I don't have that problem. :eeps:  :rofl:


----------



## cantona7 (Apr 8, 2004)

*Silver Gray Coupe = Gorgeous*



mafranz1 said:


> Thanks for all the feedback (everyone). I'm leaning toward the coupe because of looks, more impressive cockpit, and uniqueness. I'm going to take ED this summer (lease). A friend will be joining me for a month of cruising around Europe. I'm very psyched.
> My folks may join us for the last week -- definitely making 4 doors more attractive -- but it's hard to justify the decision to go for a sedan based on 1 week of need. Still pondering the issue . . .
> 
> By the way (off topic), TLudwig, can you email/post some photos of your car. I'm tring to decide between silver grey and titanium silver. How do you like the silver cube? I'm leaning toward black with alcantara cloth.

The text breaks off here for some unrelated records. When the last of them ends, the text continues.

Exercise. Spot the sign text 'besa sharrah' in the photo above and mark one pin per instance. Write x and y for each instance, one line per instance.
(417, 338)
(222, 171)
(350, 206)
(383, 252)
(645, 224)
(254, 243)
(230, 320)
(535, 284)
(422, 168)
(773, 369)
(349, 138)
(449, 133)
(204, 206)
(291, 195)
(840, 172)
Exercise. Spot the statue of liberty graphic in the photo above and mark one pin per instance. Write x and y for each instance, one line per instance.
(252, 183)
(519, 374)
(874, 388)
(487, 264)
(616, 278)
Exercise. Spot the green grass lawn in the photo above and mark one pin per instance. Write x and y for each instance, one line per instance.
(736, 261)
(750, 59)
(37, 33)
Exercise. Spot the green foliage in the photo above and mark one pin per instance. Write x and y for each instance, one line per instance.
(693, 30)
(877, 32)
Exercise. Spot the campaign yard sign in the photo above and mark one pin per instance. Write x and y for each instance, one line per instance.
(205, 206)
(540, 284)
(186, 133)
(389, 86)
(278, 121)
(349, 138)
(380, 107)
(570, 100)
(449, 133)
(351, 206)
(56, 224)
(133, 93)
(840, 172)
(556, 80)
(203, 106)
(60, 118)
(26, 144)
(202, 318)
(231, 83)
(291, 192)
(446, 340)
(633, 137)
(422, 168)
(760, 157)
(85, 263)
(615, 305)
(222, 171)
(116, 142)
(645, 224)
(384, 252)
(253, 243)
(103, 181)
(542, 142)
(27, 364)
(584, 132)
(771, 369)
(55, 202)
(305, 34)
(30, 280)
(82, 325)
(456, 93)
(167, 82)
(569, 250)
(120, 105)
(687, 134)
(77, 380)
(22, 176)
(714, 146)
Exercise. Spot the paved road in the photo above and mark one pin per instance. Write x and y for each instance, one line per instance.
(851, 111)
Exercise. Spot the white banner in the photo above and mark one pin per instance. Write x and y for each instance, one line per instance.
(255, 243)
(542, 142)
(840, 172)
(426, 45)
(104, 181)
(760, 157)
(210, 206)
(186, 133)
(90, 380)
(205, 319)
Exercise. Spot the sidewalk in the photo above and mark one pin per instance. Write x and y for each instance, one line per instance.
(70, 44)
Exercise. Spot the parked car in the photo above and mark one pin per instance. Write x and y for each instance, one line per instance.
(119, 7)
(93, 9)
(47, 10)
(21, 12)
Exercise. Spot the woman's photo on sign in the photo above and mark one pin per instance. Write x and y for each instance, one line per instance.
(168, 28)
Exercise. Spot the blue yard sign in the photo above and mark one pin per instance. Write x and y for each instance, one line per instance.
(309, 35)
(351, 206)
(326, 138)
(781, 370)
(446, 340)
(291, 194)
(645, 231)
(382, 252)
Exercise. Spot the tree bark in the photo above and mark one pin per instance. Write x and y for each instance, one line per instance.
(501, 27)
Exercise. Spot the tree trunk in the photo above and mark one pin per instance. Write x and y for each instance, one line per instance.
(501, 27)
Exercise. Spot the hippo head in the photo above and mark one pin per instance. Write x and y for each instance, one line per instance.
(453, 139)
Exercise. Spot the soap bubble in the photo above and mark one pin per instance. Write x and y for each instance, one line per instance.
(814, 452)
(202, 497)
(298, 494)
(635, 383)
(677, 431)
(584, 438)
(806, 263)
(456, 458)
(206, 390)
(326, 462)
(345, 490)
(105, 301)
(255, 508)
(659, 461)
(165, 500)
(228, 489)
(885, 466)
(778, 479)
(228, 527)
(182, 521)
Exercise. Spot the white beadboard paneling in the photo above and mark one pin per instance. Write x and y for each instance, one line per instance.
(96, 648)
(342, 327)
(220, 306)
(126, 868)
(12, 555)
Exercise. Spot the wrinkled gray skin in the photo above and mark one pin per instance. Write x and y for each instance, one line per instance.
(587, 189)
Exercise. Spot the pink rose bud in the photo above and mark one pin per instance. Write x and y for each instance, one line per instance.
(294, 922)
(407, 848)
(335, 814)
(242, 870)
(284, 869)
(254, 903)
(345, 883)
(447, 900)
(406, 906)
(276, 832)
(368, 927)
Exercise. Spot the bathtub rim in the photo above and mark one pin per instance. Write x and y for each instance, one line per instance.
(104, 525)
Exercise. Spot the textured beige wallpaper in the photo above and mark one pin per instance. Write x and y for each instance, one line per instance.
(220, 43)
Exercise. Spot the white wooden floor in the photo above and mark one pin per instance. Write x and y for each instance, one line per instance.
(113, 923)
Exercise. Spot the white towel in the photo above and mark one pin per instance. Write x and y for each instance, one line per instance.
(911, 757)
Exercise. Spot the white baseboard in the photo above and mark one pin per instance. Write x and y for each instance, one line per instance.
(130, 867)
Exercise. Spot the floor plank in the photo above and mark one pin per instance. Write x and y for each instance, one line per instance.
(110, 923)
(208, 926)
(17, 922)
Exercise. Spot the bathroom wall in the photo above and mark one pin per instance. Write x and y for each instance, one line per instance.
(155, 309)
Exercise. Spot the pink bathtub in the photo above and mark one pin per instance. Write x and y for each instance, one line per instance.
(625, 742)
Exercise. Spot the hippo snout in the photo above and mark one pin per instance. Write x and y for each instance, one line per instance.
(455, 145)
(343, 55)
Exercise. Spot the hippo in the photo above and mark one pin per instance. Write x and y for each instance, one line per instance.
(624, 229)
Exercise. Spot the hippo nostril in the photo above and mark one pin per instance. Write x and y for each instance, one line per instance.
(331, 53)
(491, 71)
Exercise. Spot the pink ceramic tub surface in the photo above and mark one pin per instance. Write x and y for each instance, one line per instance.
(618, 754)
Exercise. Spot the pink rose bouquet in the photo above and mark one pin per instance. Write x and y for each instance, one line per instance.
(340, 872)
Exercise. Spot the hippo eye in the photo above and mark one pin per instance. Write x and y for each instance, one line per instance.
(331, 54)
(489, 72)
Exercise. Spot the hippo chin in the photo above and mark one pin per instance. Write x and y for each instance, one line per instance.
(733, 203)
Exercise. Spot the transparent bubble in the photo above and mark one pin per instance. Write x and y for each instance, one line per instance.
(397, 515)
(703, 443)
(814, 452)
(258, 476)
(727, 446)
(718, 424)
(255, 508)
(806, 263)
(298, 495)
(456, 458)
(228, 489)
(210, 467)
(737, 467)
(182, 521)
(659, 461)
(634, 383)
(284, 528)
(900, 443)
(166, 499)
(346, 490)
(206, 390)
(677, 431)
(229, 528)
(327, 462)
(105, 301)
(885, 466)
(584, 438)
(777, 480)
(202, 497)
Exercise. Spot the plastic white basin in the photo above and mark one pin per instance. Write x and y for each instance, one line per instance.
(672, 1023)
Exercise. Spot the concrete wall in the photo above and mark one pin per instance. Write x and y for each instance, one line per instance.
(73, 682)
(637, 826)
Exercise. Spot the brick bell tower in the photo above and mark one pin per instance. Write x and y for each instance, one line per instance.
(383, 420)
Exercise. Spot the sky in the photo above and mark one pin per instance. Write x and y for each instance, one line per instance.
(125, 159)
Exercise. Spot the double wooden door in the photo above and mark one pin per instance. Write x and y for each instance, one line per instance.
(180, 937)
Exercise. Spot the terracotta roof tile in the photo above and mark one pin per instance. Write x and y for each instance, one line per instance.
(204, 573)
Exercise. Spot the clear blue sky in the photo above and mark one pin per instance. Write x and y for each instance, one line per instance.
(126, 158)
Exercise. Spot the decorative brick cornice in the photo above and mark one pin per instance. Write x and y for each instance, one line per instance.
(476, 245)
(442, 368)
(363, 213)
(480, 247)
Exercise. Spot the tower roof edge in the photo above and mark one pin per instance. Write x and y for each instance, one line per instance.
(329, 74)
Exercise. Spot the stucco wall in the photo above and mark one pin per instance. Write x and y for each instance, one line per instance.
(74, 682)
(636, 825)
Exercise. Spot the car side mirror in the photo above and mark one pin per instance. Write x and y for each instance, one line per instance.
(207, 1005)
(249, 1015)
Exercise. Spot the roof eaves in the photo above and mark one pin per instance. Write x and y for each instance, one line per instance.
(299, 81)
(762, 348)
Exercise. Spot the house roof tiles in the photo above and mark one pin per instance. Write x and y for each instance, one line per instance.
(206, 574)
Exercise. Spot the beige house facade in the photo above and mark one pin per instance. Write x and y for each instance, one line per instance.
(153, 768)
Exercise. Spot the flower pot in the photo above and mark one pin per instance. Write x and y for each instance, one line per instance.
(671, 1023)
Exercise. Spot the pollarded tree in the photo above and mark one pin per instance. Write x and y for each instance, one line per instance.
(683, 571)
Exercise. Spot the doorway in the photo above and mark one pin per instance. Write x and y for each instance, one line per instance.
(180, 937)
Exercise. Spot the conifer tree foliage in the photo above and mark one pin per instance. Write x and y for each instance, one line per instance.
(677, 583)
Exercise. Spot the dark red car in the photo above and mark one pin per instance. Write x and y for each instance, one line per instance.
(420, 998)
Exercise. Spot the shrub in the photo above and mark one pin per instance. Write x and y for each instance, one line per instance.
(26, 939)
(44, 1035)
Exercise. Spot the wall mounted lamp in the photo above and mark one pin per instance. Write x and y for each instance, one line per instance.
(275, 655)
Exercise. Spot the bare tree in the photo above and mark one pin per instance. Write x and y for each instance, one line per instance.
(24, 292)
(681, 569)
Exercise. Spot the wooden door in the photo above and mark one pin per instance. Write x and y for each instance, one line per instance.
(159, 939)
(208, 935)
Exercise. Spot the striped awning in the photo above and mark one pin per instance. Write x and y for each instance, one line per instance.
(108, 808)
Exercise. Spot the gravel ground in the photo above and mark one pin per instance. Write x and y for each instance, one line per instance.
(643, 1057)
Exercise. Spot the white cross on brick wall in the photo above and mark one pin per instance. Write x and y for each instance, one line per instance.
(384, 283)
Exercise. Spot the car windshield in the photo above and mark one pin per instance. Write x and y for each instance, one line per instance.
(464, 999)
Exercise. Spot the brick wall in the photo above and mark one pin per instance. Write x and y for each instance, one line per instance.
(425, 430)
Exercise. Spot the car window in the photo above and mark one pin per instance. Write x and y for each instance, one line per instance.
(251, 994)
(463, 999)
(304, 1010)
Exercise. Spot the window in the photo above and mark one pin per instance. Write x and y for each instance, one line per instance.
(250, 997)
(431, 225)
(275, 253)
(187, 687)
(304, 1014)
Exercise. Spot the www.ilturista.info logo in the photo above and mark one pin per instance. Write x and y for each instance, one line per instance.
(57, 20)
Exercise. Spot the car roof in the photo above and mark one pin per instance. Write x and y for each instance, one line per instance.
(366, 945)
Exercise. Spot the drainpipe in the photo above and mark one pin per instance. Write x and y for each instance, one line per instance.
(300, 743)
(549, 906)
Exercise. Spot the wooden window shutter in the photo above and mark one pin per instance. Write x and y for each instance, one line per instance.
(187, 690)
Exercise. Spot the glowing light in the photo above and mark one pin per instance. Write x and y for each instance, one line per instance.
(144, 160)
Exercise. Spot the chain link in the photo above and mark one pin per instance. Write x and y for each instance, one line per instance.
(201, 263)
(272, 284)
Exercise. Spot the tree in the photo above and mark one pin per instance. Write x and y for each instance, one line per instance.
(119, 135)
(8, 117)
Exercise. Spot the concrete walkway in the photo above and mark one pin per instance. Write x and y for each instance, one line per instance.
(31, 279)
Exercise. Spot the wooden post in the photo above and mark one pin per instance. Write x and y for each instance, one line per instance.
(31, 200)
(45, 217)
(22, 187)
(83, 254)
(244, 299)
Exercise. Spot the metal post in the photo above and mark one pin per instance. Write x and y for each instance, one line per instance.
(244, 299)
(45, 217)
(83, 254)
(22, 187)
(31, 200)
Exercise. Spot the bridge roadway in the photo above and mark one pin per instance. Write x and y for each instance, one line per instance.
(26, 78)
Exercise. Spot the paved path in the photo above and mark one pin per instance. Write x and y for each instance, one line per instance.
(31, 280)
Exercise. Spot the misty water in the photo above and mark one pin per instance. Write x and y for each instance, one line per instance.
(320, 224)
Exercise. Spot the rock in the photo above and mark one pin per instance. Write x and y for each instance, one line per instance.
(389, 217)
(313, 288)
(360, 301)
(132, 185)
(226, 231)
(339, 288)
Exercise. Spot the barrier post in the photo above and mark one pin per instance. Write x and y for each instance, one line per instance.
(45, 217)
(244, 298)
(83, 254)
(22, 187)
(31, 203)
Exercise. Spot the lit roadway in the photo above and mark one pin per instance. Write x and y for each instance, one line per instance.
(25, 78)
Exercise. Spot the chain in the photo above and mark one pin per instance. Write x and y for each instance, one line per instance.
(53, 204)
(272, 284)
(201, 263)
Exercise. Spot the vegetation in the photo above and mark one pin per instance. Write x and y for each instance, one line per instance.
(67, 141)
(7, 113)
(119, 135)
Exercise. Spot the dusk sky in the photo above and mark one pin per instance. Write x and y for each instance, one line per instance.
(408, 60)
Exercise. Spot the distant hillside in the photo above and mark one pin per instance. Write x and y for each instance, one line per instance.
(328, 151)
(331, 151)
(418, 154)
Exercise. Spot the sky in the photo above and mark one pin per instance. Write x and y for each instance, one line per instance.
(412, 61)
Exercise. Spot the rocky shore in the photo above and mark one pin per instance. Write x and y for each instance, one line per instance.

Here are some pics of Silver Gray coupes, if you still haven't decided yet. Obviously, neither sniper nor I have the ZHP package, but it should give you a pretty good idea of what the color looks like in bright sunshine.

http://www.bimmerfest.com/forums/showthread.php?t=59790


----------



## NASA43 (Jul 19, 2003)

I have teenagers that I take to school and haul around so sedan was an easy choice for me. However, I would probably still get the sedan without the teens, I like the look of it better. Regarding the moldings, I think the black moldings enhance the look of certain colors, such as Titanium Silver, Silver Gray, and Steel Blue. Personally, I don't really like the black moldings with red or imola red. I came very close to getting Silver Gray.


----------



## mafranz1 (Apr 20, 2004)

cantona7 said:


> Here are some pics of Silver Gray coupes, if you still haven't decided yet. Obviously, neither sniper nor I have the ZHP package, but it should give you a pretty good idea of what the color looks like in bright sunshine.
> 
> http://www.bimmerfest.com/forums/showthread.php?t=59790


Thanks for posting those photos. It looks great in the sushine. As I'm in Portland, OR, I think mine often will be under a thick layer of clouds. I do like that color better in the coupe, too.


----------



## olmy (Jun 1, 2003)

This, as has been pointed out before, is a very personal decision and just comes down to what YOU like better. For me, it is the coupe, no contest. The sedan looks great, however, the coupe looks better and I really like the extended peripheral view allowed by the absence of the “B-Pillar”.

Btw, for those people worried about the stiffness of the coupe, AC Schnitzer or the like will gladly sell you a rear strut/shock tower brace that should add back much that was taken out via the folding rear seats.


----------



## JetBlack330i (Feb 8, 2002)

olmy said:


> Btw, for those people worried about the stiffness of the coupe, AC Schnitzer or the like will gladly sell you a rear strut/shock tower brace that should add back much that was taken out via the folding rear seats.


That can't be true...
A strut bar ties the suspension (L and R) together, improving flexing in ONE out of 6 (I think) possible degrees of movement.
It does nothing for body flexing. :dunno:


----------



## Taco (Aug 26, 2003)

ajt819 said:


> IMO, I think the black moldings take away from the overall aesthetics of the car. Here are some pictures of a ZHP sedan with painted moldings. Looks much better than the black...


Holy crap that's awesome, looks much better than the black moldings. What paint did you use to match the SG?


----------